One way to answer our easier question is to remove type annotations one “unit” at a time and measure the running time of all these partially-typed programs. We call the “unit” the granularity of the performance evaluation. For example, some choices for granularity are to remove types one module at a time, to remove types one function at a time, or to remove types one variable at a time. We call the “partially-typed programs” the configurations of the original dynamically-typed program. Note that the number of configurations depends on the choice of granularity — I can’t just use the word configurations without telling you the granularity I have in mind.

After measuring the running time of all configurations, we can summarize the results. One way to summarize is to pick a number D and count the number of configurations that run at most D times slower than the original dynamically-typed program. If this number is large, then the takeaway is: if you are willing to accept at most a Dx slowdown, and you add your own type annotations to your own program, then there’s some hope that your configuration runs at most D times slower than your original program.

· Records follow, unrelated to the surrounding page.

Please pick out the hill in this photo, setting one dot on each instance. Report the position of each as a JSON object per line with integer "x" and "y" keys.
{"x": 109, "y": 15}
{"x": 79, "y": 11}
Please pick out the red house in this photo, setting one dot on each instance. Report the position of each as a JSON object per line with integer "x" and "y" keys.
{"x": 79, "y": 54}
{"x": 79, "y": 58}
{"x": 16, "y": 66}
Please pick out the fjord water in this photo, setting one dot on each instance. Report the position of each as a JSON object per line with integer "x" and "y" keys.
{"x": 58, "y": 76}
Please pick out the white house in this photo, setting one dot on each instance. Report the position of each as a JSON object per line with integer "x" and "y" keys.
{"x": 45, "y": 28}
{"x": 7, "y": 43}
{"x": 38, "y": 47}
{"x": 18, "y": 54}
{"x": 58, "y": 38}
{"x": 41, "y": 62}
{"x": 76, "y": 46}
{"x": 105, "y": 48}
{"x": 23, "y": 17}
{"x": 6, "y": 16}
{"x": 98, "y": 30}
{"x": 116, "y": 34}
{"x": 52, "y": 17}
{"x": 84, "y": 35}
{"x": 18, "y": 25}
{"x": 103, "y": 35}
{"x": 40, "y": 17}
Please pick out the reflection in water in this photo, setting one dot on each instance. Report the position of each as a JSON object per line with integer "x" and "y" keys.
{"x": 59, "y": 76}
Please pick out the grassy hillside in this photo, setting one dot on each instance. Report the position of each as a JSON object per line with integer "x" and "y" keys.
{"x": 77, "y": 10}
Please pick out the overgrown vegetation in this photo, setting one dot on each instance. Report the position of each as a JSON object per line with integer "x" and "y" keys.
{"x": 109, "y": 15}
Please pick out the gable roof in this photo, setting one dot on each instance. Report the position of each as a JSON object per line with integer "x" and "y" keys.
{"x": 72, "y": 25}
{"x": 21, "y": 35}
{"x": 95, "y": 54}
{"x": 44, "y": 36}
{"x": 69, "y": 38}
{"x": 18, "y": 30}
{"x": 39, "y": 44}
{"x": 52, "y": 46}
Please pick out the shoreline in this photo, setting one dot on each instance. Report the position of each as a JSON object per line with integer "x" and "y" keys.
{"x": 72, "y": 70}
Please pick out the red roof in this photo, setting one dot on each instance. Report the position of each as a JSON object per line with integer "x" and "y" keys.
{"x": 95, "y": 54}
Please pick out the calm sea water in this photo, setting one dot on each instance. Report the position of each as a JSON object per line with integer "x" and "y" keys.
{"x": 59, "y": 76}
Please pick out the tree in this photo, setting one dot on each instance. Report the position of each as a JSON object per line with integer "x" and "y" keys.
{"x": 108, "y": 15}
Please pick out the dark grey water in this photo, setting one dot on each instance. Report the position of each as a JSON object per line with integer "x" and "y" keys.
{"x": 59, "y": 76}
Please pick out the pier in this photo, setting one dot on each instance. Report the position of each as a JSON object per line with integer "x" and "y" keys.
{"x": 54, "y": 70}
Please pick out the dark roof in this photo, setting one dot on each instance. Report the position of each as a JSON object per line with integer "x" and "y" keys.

Credit for the exhaustive method: Is Sound Gradual Typing Dead? and Toward Practical Gradual Typing

Simple Random Approximation Method

The method above does not scale to large programs or fine granularities because it asks for an exponential number of measurements. E.g., if there are 20 units to add or remove types from, then there are 1 million configurations to measure. Exponentials are bad.

On the Cost of Type-Tag Soundness, suggests a method based on simple random sampling that answers a similar question. Instead of measuring the true proportion of configurations that run at most D times slower than the original dynamically-typed program, we:

  • pick a sample size s (in the paper, we used s = 10M where M is the number of units),
  • pick a number of samples r (in the paper, we used r = 10),
  • and build a 95% confidence interval for the true proportion of configurations that run at most D times slower than the original program (from the r proportions of configurations that run at most D times slower than the original program in each of the r samples).

The method is outlined above, described in the paper, and validated in that paper’s appendix. Please let us know if you have more questions.

Maybe you’re wondering, “gee why do they keep writing out ‘configurations that run at most ….’ instead of something shorter?”. Well, the short version is D-deliverable and it was introduced in the Is Sound Gradual Typing Dead? paper. Unfortunately, (1) that paper instantiated D to 3-deliverable in order to explain a few graphs and (2) at least two published papers (paper 1, paper 2) now cite us as saying 3x overhead is the cutoff between a good migratory typing system and a bad one.

If we can’t trust scientists to understand, then we definitely can’t trust you folks on the internet.

FAQ

Q. What is the sampling method useful for?

  • Making a confidence interval for the true proportion of configurations that run at most D times slower than some baseline, for your favorite value of D.

Q. What is the sampling method not useful for?

  • Finding the slowest configuration.
  • Finding the average running time of all configurations.
  • Evaluations where “removing types” might involve changing List[Int] to List[Dyn], etc.
  • Situations where its wrong to assume that a programmer will start from untyed and pick a configuration uniformly at random
  • …. many more ….

Q. How does migratory typing relate to gradual typing?

Gradual typing is not just about adding a type system to an existing programming language. See Refined Criteria for Gradual Typing and Migratory Typing: 10 Years Later for details.

Q. Do you have code I can use to plot sampling data?

Yes, start here:

Please ask questions and open issues if you have trouble. The source is here:

Q. Where is code for the sampling paper?

Start here:

Source is here:

Closing Thoughts

Statistics is easy to do wrong. Please let us know if you think our method is doing bad statistics.